One glance at that expansive stage and we were home.

Photo by Phillip Hamer

The impressive scenic design by Edward E. Haynes Jr., who was responsible for the bright and playful fantasy world of “The Wiz” in 2019, included realistic facades of Crystal Palace, Jack Carl’s 2¢ Plain (a New York-style deli), Annadel’s Olde-Fashioned Ice Cream Parlor, Smokey Joe’s Grecian Terrace and a Sinclair service station built into the streetscape.

That bygone-era theme continued in Kevan Loney’s video design and Rob Denton’s lighting design, which bathed the nightclub scenes in neon and stardust.

In its heyday, Gaslight Square was the entertainment district in St. Louis – located between Olive and Boyle in the eastern portion of the Central West End. Attracting bohemians, hipsters and the well-heeled, it was known for comedy, dining and dancing. Such rising stars as Barbra Streisand, Lenny Bruce, Woody Allen and The Smothers Brothers appeared in venues there. By the late ‘60s, urban decay took over and people were flocking to the suburbs.

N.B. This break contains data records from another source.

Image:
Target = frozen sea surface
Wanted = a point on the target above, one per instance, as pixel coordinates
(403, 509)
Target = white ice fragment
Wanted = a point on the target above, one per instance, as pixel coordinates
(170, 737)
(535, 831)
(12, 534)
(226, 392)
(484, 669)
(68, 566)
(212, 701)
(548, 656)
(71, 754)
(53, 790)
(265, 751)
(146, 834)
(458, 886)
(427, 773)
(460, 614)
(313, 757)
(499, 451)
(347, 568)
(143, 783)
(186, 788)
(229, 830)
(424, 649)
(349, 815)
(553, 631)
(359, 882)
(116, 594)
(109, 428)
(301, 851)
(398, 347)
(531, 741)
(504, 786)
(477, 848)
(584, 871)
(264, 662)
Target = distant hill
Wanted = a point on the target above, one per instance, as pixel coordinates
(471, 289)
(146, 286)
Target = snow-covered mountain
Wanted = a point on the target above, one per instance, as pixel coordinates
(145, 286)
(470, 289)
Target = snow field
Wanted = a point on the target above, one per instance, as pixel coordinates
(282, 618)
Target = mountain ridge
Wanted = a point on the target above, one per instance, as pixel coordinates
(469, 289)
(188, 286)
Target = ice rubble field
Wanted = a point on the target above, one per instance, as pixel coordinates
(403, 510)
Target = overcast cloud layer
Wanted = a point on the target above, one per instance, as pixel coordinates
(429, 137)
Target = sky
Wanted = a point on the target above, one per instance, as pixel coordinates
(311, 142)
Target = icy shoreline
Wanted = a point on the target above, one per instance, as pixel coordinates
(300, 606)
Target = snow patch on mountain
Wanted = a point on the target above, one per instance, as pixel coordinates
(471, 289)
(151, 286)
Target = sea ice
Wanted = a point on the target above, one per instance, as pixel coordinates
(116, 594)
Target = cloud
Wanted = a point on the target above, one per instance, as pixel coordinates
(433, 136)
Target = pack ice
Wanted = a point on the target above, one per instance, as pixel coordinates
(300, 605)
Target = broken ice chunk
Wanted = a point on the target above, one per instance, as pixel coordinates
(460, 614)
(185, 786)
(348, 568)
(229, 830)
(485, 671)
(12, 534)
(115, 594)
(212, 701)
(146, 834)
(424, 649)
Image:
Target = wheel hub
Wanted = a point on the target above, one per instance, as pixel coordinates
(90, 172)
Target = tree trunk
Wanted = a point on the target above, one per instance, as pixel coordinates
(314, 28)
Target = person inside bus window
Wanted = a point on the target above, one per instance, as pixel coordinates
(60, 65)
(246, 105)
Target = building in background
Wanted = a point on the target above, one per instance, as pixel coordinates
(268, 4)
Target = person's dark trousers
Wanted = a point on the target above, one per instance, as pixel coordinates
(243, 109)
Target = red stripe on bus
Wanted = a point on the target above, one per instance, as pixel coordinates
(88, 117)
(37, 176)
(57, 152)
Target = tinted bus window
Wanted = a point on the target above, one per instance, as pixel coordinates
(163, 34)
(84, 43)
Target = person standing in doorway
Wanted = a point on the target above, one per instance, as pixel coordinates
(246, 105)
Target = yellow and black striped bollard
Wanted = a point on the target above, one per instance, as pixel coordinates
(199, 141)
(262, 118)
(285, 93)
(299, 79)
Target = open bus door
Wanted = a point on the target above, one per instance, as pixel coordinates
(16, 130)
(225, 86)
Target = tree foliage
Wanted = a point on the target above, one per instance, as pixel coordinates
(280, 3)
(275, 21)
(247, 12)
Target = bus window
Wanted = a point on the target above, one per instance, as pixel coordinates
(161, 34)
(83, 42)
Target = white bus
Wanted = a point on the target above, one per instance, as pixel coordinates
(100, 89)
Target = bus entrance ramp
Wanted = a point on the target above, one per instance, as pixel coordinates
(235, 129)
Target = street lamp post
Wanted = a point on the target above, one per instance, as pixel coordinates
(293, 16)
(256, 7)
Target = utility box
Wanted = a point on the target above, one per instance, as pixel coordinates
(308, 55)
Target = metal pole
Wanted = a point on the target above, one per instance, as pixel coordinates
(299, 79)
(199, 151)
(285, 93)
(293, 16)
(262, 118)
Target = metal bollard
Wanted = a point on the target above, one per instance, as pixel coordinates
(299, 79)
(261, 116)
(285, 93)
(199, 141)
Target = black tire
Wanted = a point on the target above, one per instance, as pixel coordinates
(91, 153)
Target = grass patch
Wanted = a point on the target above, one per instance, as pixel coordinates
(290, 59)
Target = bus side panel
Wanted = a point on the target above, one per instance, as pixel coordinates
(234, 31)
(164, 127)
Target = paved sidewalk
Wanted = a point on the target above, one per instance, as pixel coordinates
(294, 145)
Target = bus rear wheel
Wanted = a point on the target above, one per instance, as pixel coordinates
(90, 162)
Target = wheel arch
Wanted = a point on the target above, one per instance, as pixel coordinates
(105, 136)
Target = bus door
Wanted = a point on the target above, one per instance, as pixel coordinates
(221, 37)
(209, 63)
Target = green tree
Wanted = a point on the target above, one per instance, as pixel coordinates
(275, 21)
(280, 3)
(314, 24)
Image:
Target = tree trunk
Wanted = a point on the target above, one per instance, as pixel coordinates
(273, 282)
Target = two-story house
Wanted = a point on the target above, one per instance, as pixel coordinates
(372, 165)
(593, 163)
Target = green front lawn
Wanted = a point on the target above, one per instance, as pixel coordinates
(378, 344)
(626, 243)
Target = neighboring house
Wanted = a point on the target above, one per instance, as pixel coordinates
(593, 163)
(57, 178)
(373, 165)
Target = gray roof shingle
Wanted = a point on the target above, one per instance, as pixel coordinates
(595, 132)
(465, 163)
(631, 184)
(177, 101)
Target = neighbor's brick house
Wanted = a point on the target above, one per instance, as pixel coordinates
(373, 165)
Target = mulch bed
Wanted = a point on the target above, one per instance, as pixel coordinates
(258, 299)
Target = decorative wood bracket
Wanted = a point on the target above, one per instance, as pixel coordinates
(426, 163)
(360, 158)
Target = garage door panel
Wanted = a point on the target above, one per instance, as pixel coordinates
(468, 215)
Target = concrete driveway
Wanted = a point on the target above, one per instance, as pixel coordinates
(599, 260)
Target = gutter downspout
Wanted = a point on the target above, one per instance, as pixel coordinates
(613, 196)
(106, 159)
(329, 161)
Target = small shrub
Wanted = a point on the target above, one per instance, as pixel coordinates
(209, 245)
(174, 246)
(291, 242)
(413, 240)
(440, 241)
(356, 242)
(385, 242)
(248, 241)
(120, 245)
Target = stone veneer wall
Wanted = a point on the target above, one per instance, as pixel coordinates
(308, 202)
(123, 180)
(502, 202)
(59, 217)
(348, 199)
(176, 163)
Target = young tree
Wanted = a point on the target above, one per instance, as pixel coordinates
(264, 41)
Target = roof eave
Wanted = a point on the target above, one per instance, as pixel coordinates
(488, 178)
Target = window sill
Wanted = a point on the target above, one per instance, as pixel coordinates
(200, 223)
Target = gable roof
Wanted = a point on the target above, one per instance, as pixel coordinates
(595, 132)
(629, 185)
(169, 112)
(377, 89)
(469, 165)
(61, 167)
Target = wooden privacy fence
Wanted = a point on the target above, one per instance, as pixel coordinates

Astute observers will be able to pick out “Easter eggs,” those clever nuggets from the past that mean something to fans — and a major find is shopping bags with the Stix, Baer and Fuller logo. There’s a Sealtest Dairy ad on a back cover – and more blasts from the past.

Never underestimate the emotional connection shared by a live audience, listening to a talented mix of performers sing their hearts out.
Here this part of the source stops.